Separate gender-specific analysis of the FC revealed five significant clusters in females incorporating small volumes concordant with Clusters 1, 2, and 3, as well as two additional locations not present in the whole group analysis. These clusters showed an average difference in FC ranging from −5 to −8%. The largest cluster not previously detected was located within the tapetum (termed Cluster 5; Fig. 3b). The anatomical connectivity of this cluster was estimated by using unconstrained tractography seeded from the cluster voxels (Fig. 3c).

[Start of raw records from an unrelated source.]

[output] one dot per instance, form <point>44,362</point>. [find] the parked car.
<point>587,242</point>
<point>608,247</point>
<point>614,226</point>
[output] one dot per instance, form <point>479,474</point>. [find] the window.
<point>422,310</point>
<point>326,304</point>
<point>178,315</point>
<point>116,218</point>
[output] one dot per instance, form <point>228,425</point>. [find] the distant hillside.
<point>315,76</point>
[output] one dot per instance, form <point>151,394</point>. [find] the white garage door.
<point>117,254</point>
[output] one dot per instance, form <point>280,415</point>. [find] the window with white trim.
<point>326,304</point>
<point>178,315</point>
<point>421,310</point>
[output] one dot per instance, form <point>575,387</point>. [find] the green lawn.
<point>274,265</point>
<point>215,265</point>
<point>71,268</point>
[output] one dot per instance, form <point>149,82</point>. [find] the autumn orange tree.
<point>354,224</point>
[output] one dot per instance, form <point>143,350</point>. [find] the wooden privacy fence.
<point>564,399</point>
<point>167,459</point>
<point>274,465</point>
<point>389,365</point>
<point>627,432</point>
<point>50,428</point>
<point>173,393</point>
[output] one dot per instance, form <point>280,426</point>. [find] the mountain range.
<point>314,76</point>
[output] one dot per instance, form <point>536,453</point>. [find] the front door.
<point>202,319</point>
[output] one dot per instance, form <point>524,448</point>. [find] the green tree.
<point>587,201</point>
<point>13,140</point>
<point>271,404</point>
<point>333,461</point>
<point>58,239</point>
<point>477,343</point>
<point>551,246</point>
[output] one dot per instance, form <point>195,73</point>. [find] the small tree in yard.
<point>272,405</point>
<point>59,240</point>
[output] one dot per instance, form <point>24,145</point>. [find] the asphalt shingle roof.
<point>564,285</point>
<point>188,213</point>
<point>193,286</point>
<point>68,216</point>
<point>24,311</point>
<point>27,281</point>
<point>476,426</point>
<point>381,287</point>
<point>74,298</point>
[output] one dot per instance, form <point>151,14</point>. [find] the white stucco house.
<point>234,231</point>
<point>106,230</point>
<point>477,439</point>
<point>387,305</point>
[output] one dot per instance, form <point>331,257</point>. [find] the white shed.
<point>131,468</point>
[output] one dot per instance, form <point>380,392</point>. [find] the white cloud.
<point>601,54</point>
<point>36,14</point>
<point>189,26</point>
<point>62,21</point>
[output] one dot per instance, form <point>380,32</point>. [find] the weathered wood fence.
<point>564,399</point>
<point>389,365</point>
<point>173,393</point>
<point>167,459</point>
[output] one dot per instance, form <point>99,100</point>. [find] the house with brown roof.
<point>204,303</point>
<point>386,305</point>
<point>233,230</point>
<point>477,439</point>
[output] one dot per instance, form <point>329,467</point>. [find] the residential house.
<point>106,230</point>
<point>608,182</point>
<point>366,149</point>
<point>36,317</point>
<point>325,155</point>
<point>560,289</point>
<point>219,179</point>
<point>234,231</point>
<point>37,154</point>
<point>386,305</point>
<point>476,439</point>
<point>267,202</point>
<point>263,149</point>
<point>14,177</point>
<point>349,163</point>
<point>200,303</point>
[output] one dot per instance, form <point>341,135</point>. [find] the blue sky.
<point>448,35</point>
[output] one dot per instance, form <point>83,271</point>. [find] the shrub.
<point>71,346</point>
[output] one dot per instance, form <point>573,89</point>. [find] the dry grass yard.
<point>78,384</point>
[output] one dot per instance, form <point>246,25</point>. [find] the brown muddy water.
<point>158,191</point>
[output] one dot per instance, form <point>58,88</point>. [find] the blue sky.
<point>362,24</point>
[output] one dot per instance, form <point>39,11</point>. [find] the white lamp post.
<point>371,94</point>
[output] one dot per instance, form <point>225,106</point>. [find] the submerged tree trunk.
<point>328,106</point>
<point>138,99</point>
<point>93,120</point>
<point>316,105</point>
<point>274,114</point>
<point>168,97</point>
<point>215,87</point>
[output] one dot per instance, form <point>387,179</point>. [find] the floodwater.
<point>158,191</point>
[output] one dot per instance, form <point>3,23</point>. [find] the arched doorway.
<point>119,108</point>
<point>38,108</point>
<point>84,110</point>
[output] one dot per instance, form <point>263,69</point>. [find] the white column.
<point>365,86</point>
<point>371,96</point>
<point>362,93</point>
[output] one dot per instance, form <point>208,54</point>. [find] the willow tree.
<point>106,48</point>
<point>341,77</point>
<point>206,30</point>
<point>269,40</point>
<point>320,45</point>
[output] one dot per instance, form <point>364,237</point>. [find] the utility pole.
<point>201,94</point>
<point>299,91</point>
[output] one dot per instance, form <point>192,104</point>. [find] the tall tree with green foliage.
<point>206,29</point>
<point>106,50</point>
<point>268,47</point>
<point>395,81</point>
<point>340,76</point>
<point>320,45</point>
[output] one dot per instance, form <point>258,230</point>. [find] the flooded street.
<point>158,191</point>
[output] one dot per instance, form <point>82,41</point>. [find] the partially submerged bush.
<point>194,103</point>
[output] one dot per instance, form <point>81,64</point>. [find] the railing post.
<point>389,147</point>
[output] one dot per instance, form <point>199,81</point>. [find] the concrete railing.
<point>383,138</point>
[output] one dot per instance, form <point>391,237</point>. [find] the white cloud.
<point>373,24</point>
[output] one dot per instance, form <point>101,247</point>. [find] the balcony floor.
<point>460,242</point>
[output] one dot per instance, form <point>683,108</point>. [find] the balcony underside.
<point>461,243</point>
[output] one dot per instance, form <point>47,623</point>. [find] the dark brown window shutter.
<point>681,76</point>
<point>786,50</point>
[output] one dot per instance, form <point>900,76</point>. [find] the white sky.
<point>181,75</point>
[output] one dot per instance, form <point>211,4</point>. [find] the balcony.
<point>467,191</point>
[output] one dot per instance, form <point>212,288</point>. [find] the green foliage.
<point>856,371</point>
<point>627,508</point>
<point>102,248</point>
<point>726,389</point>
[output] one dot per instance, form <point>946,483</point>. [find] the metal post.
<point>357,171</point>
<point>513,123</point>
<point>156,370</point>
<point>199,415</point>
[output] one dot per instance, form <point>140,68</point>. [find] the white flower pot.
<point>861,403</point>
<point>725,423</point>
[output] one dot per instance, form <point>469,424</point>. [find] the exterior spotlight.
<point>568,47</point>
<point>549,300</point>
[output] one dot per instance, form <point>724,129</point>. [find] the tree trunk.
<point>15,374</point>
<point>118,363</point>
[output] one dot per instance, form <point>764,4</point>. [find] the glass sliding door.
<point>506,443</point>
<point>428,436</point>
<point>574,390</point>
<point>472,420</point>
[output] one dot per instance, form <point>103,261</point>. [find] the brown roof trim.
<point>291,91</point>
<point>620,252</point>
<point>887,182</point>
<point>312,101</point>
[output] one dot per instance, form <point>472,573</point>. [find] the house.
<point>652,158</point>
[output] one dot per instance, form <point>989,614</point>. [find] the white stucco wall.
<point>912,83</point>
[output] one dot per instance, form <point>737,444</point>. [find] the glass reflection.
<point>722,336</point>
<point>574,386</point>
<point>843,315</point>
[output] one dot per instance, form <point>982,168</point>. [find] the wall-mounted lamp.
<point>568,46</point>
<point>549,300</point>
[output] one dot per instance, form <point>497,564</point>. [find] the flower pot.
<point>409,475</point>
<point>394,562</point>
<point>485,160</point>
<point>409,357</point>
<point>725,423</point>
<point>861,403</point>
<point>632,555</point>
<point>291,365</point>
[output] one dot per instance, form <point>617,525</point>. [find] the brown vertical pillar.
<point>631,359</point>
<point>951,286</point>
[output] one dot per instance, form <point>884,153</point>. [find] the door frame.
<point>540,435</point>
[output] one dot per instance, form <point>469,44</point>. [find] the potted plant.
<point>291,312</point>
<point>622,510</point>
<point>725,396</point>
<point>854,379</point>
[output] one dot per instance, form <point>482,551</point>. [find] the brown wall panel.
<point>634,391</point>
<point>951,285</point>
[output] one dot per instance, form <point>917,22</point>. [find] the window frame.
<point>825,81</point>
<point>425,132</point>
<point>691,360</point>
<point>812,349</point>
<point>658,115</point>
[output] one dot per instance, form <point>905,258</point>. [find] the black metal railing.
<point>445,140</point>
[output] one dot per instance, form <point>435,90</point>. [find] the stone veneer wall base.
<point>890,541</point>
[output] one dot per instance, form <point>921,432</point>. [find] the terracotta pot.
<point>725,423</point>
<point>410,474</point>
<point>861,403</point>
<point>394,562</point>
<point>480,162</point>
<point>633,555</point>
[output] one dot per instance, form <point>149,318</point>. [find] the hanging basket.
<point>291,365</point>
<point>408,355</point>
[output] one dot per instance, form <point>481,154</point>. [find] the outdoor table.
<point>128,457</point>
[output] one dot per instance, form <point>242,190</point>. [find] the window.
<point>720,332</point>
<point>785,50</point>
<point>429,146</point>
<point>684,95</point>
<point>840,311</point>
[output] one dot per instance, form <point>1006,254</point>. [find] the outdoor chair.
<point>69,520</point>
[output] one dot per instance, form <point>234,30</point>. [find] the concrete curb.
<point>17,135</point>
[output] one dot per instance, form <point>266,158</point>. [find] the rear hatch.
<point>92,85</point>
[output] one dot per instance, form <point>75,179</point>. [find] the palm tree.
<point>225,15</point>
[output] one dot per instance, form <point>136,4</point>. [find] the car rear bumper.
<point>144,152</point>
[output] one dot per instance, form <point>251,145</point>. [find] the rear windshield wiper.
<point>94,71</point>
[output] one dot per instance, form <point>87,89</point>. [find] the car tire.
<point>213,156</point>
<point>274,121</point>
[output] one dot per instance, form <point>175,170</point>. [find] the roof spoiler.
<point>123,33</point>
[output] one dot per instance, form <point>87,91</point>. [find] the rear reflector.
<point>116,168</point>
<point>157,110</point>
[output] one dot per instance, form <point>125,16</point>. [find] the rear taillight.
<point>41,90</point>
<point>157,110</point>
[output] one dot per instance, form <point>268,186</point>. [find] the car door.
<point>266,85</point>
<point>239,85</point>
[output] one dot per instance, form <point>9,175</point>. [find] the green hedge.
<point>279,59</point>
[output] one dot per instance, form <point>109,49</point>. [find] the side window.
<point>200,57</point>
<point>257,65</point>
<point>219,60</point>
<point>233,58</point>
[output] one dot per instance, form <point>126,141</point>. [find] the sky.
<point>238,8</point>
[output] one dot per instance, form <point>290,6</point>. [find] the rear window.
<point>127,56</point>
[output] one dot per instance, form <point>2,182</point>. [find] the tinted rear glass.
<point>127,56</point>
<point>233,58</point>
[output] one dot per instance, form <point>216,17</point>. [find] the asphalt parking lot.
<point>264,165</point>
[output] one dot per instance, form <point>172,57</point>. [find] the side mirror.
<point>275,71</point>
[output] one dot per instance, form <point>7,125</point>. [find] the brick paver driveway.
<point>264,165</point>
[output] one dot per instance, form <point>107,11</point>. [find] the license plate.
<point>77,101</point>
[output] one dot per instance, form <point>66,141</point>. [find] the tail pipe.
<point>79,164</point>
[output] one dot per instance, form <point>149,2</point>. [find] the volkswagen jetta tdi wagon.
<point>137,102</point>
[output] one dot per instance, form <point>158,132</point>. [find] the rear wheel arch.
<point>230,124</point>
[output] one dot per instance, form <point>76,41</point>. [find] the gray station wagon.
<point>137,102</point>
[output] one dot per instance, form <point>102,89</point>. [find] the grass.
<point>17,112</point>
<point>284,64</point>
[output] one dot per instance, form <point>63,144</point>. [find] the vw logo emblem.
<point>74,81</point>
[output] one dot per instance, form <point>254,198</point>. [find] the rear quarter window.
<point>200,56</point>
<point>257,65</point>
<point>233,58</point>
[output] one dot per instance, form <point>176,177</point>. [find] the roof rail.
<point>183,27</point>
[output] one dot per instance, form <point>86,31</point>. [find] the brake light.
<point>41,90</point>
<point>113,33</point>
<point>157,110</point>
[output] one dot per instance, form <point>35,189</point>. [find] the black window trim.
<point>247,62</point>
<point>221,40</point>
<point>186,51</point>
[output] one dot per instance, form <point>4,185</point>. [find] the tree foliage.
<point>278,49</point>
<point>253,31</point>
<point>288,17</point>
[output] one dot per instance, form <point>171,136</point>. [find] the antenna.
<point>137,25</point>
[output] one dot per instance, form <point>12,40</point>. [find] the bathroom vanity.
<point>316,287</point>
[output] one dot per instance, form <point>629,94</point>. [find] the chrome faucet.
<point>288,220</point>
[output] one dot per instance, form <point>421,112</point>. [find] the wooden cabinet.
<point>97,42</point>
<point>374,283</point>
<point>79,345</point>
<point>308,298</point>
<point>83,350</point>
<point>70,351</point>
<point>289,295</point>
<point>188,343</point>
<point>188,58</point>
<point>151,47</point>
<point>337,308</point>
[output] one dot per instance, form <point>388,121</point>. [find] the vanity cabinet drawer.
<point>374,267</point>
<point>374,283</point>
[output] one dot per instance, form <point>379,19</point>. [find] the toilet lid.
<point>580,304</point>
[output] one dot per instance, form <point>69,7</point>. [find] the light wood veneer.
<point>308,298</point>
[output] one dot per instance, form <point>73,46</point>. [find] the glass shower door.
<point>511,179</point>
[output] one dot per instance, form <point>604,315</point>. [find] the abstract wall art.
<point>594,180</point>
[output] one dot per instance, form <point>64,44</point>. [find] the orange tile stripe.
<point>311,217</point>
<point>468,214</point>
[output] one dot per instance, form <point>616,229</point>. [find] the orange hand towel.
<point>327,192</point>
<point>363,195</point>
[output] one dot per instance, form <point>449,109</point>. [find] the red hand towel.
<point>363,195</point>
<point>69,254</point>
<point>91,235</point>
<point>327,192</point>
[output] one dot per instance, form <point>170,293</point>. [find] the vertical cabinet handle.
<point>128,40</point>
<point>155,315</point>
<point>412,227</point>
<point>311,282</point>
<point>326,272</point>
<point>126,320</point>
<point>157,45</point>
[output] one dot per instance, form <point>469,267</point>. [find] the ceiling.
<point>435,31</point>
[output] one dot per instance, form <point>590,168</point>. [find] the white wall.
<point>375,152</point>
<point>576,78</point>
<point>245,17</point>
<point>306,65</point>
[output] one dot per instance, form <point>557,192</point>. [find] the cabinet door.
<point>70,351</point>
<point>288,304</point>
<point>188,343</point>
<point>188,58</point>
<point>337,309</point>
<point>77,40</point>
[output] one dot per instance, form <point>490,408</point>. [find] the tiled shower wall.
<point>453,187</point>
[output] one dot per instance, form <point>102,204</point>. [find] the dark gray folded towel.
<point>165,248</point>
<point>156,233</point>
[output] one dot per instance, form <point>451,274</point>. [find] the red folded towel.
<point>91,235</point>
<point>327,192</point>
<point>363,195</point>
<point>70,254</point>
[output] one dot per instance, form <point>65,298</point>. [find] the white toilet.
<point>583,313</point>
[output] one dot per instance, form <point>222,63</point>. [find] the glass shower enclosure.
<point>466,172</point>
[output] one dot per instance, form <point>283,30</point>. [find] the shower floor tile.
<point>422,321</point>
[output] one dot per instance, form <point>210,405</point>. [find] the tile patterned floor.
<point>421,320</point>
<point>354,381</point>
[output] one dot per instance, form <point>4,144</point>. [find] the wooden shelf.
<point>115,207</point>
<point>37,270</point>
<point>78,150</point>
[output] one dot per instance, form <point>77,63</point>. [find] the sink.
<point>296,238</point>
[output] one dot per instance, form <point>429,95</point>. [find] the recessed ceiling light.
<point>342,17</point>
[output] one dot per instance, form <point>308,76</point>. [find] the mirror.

Streamlines seeded in an ROI generated from Cluster 5 can be seen to extend superoinferiorly in a distribution conforming to the known anatomy of the tapetum (Pustina et al., 2014). The second new cluster (Cluster 6) of lower FC in female MDD patients was located in the right inferior longitudinal fasciculus and had a volume of 0.1 mL.

A single cluster was detected for lower FC in male MDD patients which corresponded to Cluster 3 from the whole group analysis and was associated with an average difference of −6.8%. No significant gender-specific differences in FD were detected.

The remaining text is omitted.